Wenn du einfach mal schauen möchtest, ob wir zu dir passen, kannst du gern montags an unserer Tour durch den cowirk.space teilnehmen. Melde dich bitte hier dafür kostenlos und unverbindlich an.

Doch nun noch ein paar Worte zum Coworkerhaus.

Zuerst möchte ich mich von Herzen bei den Gesellschaftern der DykeLab GmbH bedanken. Ohne ihre Unterstützung hätte ich nicht so viele Erfahrungen sammeln dürfen, denn ohne ihre Hilfe hätte ich weder die Räume im EEZ noch in Norddeich nutzen können.

Trotz aller Umstände waren die ersten Mieter schnell gefunden und es lief gut an. Bis die nächste Corona-Welle zu einer Vollbremsung führte. Dieses mal waren auch die Coworking Spaces hart betroffen. Zum Glück durften die Mieter, die ich schon hatte, die Räume weiterhin nutzen, jedoch konnte ich keine neuen Coworker aufnehmen. Gerade in einem Moment, wo viele eine Alternative zum Homeoffice gebraucht hätten. An eine Workation war natürlich gar nicht zu denken. Trotzdem arbeitete ich weiter an meinem Konzept und hatte Hoffnung.

Der nächste Tiefschlag war jedoch der Auszug aus dem EEZ. Dort ist ein Impfzentrum entstanden und für das Coworkerhaus war kein Platz mehr. Eine neue Immobilie konnte ich bis heute nicht finden. Also konzentrierte ich mich auf Norddeich.

Mit den ersten Lockerungen kamen tatsächlich die ersten Teams für eine Workation und später kamen auch die Anfragen von Urlaubern und später sogar für ein Team-Büro der NWZ, wie erhofft. Das Konzept funktionierte zum Teil. Was fehlte, war tatsächlich eine etwas größere Fläche für Workshops und Meetingräume.

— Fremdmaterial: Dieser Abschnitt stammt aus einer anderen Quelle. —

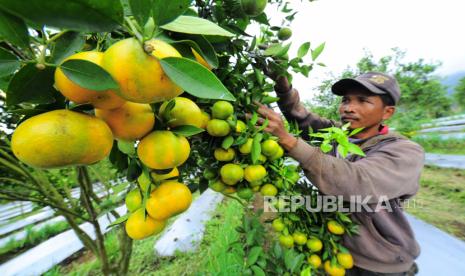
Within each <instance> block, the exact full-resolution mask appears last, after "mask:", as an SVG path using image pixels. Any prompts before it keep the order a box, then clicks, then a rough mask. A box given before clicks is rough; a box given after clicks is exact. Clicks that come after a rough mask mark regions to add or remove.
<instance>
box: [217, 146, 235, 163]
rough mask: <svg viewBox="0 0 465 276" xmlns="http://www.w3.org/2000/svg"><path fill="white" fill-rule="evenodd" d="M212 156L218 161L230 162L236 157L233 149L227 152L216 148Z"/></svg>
mask: <svg viewBox="0 0 465 276" xmlns="http://www.w3.org/2000/svg"><path fill="white" fill-rule="evenodd" d="M213 155H214V156H215V159H216V160H218V161H231V160H233V159H234V157H235V156H236V152H235V151H234V149H233V148H229V149H227V150H225V149H223V148H217V149H215V151H214V152H213Z"/></svg>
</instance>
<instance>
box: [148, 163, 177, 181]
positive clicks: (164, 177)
mask: <svg viewBox="0 0 465 276" xmlns="http://www.w3.org/2000/svg"><path fill="white" fill-rule="evenodd" d="M150 175H151V176H152V178H153V180H155V181H158V182H160V181H163V180H168V179H173V178H177V177H178V176H179V170H178V168H176V167H174V168H173V169H172V170H171V171H170V172H169V173H165V174H159V173H155V172H151V173H150Z"/></svg>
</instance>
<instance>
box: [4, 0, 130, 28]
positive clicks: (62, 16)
mask: <svg viewBox="0 0 465 276" xmlns="http://www.w3.org/2000/svg"><path fill="white" fill-rule="evenodd" d="M0 8H2V9H4V10H6V11H8V12H10V13H12V14H14V15H16V16H19V17H21V18H23V19H25V20H26V21H32V22H34V23H36V24H39V25H46V26H53V27H57V28H63V29H70V30H77V31H83V32H105V31H112V30H114V29H116V28H117V27H118V26H119V25H120V24H122V23H123V7H122V6H121V3H120V1H115V0H66V1H64V0H61V1H53V0H47V1H44V0H28V1H17V0H2V1H1V2H0Z"/></svg>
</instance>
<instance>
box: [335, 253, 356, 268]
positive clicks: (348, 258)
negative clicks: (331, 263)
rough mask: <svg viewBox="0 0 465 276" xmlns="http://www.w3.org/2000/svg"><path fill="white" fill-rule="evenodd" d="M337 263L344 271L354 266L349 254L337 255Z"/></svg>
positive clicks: (340, 253)
mask: <svg viewBox="0 0 465 276" xmlns="http://www.w3.org/2000/svg"><path fill="white" fill-rule="evenodd" d="M336 257H337V262H338V263H339V264H340V265H341V266H342V267H343V268H345V269H351V268H352V267H353V266H354V259H353V258H352V255H351V254H350V253H337V255H336Z"/></svg>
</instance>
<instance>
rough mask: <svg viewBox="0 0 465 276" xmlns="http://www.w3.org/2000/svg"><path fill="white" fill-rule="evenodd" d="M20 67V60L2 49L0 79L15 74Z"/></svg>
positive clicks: (0, 59) (0, 60) (12, 54)
mask: <svg viewBox="0 0 465 276" xmlns="http://www.w3.org/2000/svg"><path fill="white" fill-rule="evenodd" d="M0 20H1V19H0ZM20 65H21V64H20V63H19V60H18V58H17V57H16V56H15V55H13V54H12V53H10V52H9V51H7V50H5V49H3V48H0V78H1V77H6V76H9V75H11V74H13V73H14V72H16V70H18V69H19V67H20Z"/></svg>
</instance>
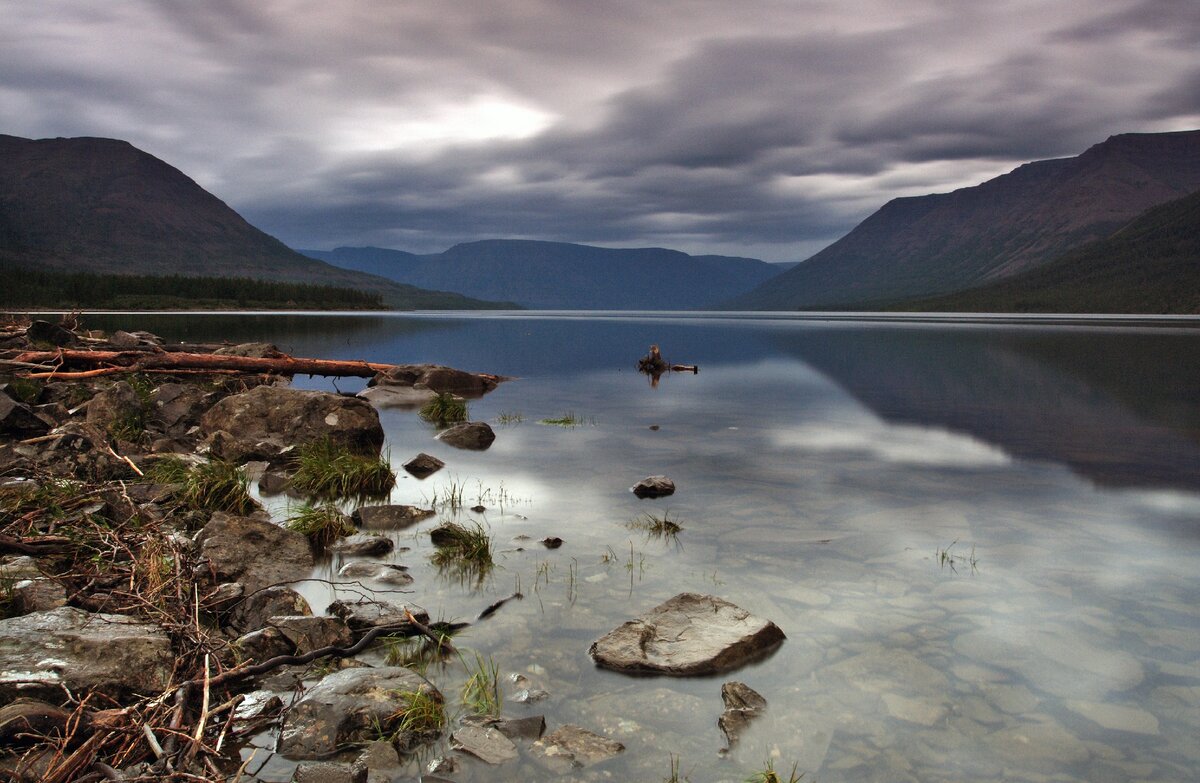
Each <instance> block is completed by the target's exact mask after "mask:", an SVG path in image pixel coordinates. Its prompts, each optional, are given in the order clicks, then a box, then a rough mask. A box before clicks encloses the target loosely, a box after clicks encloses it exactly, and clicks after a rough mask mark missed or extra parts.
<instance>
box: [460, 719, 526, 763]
mask: <svg viewBox="0 0 1200 783" xmlns="http://www.w3.org/2000/svg"><path fill="white" fill-rule="evenodd" d="M450 747H452V748H454V749H456V751H462V752H463V753H469V754H470V755H474V757H475V758H476V759H480V760H482V761H486V763H487V764H493V765H496V764H503V763H505V761H511V760H514V759H515V758H517V746H515V745H512V741H511V740H509V739H508V737H506V736H504V735H503V734H500V731H499V730H497V729H494V728H491V727H487V728H485V727H478V725H464V727H462V728H461V729H458V730H457V731H455V733H454V734H451V735H450Z"/></svg>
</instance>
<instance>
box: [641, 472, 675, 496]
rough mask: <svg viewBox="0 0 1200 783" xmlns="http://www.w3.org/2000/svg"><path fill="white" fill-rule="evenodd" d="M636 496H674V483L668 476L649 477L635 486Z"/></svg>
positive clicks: (647, 477)
mask: <svg viewBox="0 0 1200 783" xmlns="http://www.w3.org/2000/svg"><path fill="white" fill-rule="evenodd" d="M634 495H637V496H638V497H666V496H667V495H674V482H672V480H671V479H668V478H667V477H666V476H647V477H646V478H643V479H642V480H641V482H638V483H637V484H634Z"/></svg>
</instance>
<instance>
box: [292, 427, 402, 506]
mask: <svg viewBox="0 0 1200 783" xmlns="http://www.w3.org/2000/svg"><path fill="white" fill-rule="evenodd" d="M295 465H296V472H295V474H294V476H293V477H292V486H293V488H294V489H295V490H296V491H300V492H304V494H305V495H308V496H316V497H379V496H383V495H386V494H388V492H390V491H391V488H392V486H395V485H396V474H395V473H394V472H392V470H391V465H389V460H388V458H385V456H365V455H362V454H356V453H354V452H352V450H350V449H348V448H347V447H344V446H340V444H337V443H334V442H332V441H330V440H329V438H322V440H319V441H312V442H310V443H305V444H304V446H301V447H300V448H298V449H296V456H295Z"/></svg>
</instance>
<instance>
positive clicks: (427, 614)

Aufgrund der örtlichen Mieten, die für eine Gewerbeimmobilie aufgerufen werden, ist es nicht möglich, neue Räume zu mieten ohne die Preise für die Plätze signifikant erhöhen zu müssen. Würden das die Coworker zahlen? Nein. Kann ich mich darauf verlassen, dass wir nicht wieder in einem Lockdown enden? Nein. Also muss der Verstand irgendwann über das Herz siegen und somit gebe ich meinen echten Coworking Space in Ostfriesland (vorerst) auf.

Aktuell konzentriere ich mich auf den cowirk-space, meine Tätigkeiten als Beraterin und Referentin für die Themen Coworking im ländlichen Raum sowie New Work und besuche andere Coworking Space. Das bereitet mir viel Freude und was mir noch wichtiger ist, ich kann verschiedene Projekte mitgestalten und etwas bewirken.

Du siehst – es geht weiter – nur vielleicht etwas anders als geplant.

In diesem Sinne – bleib starr was dein Ziel angeht, jedoch flexibel auf dem Weg dorthin!